Over the long weekend, I checked into Twitter many times, like I always do, and caught that story about the kid from Covington High School in Kentucky. I showed the video to my family over the dinner table on Saturday night. I believed the false narrative around the video. I did think that the kid was being an asshole and harassing the nice old Native American dude.

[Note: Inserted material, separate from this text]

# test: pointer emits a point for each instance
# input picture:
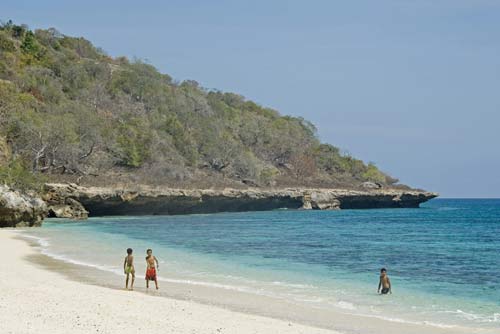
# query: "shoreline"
(36, 300)
(247, 304)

But I still thought that the reaction on Twitter was insane. Grown adults, with professional jobs in the media, said that they wanted to punch this 14-year old kid in the nose. They relived their own traumas from high school bullies. They doxxed the kid and his family and tried to get him thrown out of school and forever barred from college and work. They made blanket statements about ALL white people and ALL boys.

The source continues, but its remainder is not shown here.